Dans le cas de Rozon, on est loin du simple citoyen répondant à une injustice. Il s’agit d’un homme connu, fortuné et très influent, qui a déjà tenté de discréditer celles qui l’ont accusé à plusieurs reprises. En lui offrant un espace pour se redéfinir publiquement, La Presse participe à une stratégie de rebranding qui brouille les lignes entre journalisme, opinion et opération de relations publiques. Une prétendue neutralité qui légitime les puissants au détriment des survivantes peut-elle encore mériter la confiance du public?
Dans Urbania vendredi dernier, Vanessa Destiné rappelle que la décision de publier la lettre de Rozon est, en soi, un choix éditorial:
« […] publier cette lettre EST une prise de position.

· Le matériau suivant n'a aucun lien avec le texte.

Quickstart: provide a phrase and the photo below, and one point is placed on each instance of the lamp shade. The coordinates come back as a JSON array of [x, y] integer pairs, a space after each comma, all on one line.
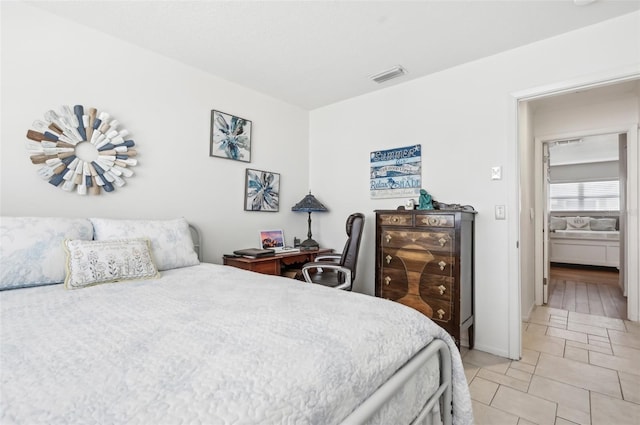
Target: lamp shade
[[309, 204]]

Elle envoie le message que la parole d’un homme accusé d’agression sexuelle, un homme qui possède fortune, notoriété et un solide réseau, mérite d’être entendue et relayée dans les pages d’un grand média, au même titre que celle des journalistes qui l’interpellent, ou pire : sur le même pied d’égalité que celle des victimes, des survivantes, des femmes. »
La question n’est pas de savoir si Gilbert Rozon a le droit de s’exprimer. Il l’a. Et il a déjà su le faire ailleurs. La véritable question est celle du rôle des médias : qui choisit-on de publier, dans quelles conditions, et surtout avec quelles conséquences sur le débat public?
Je rappelle que selon le guide de déontologie de la Fédération professionnelle des journalistes du Québec, le principe d’équité exige que les journalistes et les médias « traitent avec équité les personnes et les groupes qui font l’objet de l’information ». Ce principe ne s’applique pas uniquement à ceux qui prennent la parole, mais aussi à celles et ceux qui la reçoivent et qui en subissent les effets. Offrir un droit de réplique à un homme accusé par plusieurs femmes de comportements graves implique de méconnaître l’impact de cette décision sur les survivantes de violences sexuelles, leurs proches, et l’ensemble du lectorat. L’équité journalistique ne peut se réduire à une juxtaposition de points de vue : elle exige une réflexion sérieuse sur les asymétries de pouvoir et les effets sociaux de chaque choix éditorial.
Ce qui est en jeu dépasse l’affaire Rozon. On parle de la confiance envers les institutions médiatiques qui vacille chaque fois qu’un homme accusé d’abus se voit offrir un podium, alors que tant d’autres peinent à faire entendre leur voix. La justice médiatique n’est pas une cour d’appel parallèle et elle engage des responsabilités symboliques qui, lorsqu’elles sont prises à la légère, laissent des traces.
Au retour des vacances estivales, les témoignages du procès civil de Gilbert Rozon continueront de circuler et les journalistes et opinioneux continueront de les rapporter. Mais il me semble impératif que les médias résistent à la tentation de l’équivalence morale. Il faut nommer les rapports de pouvoir, reconnaître les tentatives de manipulations et refuser les mécanismes de protection qui permettent à certains de se maintenir, même en chute libre.